The sound on this one is always loud. The one thing that permeates this film is the constant drone of the noise from outside the buildings. That is the soundtrack. The only music here is the occasionally tinny record player that squeaks out some old timey musak. It's enough to make you crazy, but I believe that was the intent -- to immerse you completely in this world.
Lynch has said before that he believes movies should be like the world we live in: not everything makes sense all the time. Things should happen at random and leave with no explanation whatsoever. This philosophy is well within this, which is his first feature film. It is equally clever, bizarre, and ridiculous. One the one hand, the pacing feels slow, but on the other, speeding it up would have blown some of the mood. On the one hand, the imagery doesn't make any sense at all and the mutant baby makes even less sense, but on the other hand, the film feels well constructed, so maybe it is beyond me to figure it out at the moment. Maybe I am so ensconsed in traditional storytelling that I'm unable to read something that is outside the box. I mean, I used storytelling techniques to decipher the big twist of Oldboy just because it was an inevitability within the plot given to that point. This one doesn't follow any rules at all, and maybe that does bug me.

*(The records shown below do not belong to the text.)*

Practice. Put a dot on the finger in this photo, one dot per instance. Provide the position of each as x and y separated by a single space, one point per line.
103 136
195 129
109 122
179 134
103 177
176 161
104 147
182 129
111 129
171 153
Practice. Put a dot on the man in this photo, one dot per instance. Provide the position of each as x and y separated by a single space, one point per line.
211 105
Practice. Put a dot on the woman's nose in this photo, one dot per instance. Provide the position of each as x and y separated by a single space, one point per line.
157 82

In the end, I can see this one going both ways. Like some of his other films, I want to watch it again someday to see if I can get more of it the second time around. It has something to it that I can't shake, and it is likely that feeling that makes this film better than it seems on the surface. After all, it is a rare Lynch film that can be taken at surface value, and this one definitely dosn't give you much on the proverbial surface.